Ellerwald – Nur die Verabschiedung des Sommers?

Ellerwald – Nur die Verabschiedung des Sommers?

In Elbing wie auf der „Titanic“  

In Elbing ist es wie auf der „Titanic“ kurz nach dem Rammen des Eisbergs. Die Leute amüsieren sich, obwohl das Urteil über die Gesellschaft schon gefällt ist. 

Im März dieses Jahres fasste die aktiv tätige Gesellschaft der deutschen Minderheit in Elbing den Beschluss zu ihrer Auflösung. Der Grund? Das Fehlen von Interessierten zur Übernahme der Funktion des Vorsitzenden. 

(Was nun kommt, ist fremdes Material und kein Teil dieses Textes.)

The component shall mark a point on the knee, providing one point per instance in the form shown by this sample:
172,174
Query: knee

Die Prozedur der Auflösung zieht sich langsam und mit Schwierigkeiten hin, aber das Leben in der Gesellschaft ist nicht zum Stillstand gekommen. Am 13. September organisierte die Gesellschaft wie jedes Jahr in Ellerwald bei Elbing ein Sommerfest. In Ellerwald, weil sie dort das Fest seit vielen Jahren macht und es dort ein Palast-Park-Ensemble gibt, in dem sehr gute Bedingungen für die Organisation vielfältiger Feste herrschen.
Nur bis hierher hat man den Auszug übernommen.